"Sir, this recruit does not know how to not p!$$ you off, sir."
10 March 2023
As the movie states it was "inspired" by a true story, meaning the characters use fictional names and many of the exact situations and dialog were invented, but as the filmmaker says, everything is accurately autobiographical to the substance of the story.

The main character is Jeremy Pope, a gay black actor, as Ellis French, a gay black man in New Jersey. The story starts in 2005 and the first 12 minutes of the movie shows us his life. He had been on his own since he was 16 and now, at 25 was homeless, spending nights in shelters, and riding the train by skipping over the gates. He looked around. Most of the other men were older and he decided he wanted to make a life for himself.

He and his mother, who had him at 16, were estranged, she did not approve of his being gay. As if she though he could control it and maybe he could decide to be straight. There is a short scene where he goes to her to get his birth certificate, he has decided to join the Marines.

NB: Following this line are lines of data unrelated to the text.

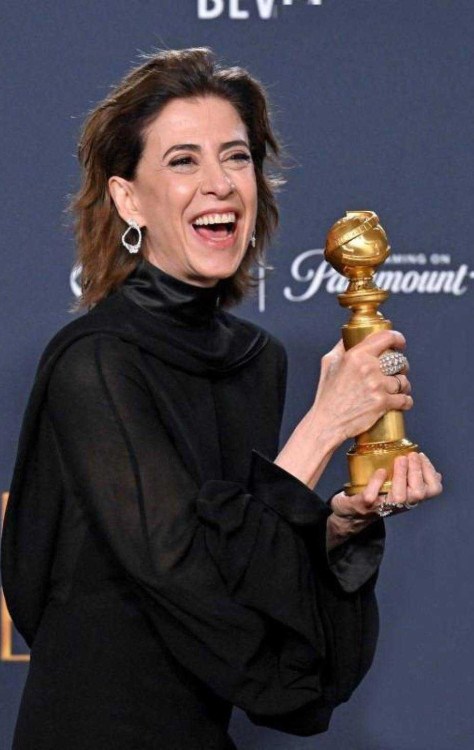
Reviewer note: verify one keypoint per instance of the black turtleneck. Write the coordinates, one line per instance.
(174, 300)
(162, 567)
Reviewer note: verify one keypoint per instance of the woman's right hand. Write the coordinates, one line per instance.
(353, 393)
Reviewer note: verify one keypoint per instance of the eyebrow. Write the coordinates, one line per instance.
(196, 148)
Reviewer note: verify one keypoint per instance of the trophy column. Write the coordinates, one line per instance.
(356, 245)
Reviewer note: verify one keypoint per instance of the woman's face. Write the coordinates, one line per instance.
(194, 190)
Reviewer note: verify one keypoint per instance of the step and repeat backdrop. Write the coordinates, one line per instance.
(373, 100)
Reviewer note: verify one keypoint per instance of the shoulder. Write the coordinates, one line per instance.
(92, 356)
(274, 349)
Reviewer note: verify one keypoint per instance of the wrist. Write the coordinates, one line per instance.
(308, 450)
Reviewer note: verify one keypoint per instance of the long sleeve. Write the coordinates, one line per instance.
(225, 570)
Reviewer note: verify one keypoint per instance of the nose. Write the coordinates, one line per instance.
(216, 180)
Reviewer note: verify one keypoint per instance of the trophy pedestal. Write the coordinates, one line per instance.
(356, 246)
(364, 459)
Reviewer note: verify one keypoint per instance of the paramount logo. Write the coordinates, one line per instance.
(313, 274)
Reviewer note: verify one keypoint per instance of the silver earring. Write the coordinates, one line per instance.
(136, 247)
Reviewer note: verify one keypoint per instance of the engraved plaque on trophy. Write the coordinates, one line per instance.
(355, 246)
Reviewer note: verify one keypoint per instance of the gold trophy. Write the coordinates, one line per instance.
(355, 246)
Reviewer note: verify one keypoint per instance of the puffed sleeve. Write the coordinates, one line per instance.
(231, 575)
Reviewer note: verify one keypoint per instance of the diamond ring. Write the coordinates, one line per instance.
(392, 362)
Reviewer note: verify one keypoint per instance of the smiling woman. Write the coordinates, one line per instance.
(194, 190)
(178, 128)
(162, 557)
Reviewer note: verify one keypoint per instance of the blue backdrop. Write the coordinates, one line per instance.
(374, 102)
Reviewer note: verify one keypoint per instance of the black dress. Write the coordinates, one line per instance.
(161, 567)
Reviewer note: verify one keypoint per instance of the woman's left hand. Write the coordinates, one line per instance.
(414, 481)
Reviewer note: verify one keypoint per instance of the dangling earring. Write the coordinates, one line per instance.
(136, 247)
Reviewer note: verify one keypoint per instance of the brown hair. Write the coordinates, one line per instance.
(112, 142)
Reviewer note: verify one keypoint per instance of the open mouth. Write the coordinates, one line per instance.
(215, 228)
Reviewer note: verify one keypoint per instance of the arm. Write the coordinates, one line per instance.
(223, 570)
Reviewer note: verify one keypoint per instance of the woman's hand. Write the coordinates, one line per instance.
(353, 393)
(414, 481)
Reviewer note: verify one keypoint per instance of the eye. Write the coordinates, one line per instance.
(182, 161)
(240, 156)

The rest of the movie is during boot camp, the difficult time French had, not so much with the training, more with the anti-gay sentiment he was confronted with.

This is not an easy movie to watch at times but it overall is an excellent story of coming-of-age and setting himself up for a better life. And of course in real life he has become a writer and the director of this movie.

At home on DVD from my public library, the DVD "making of" extra is worthwhile.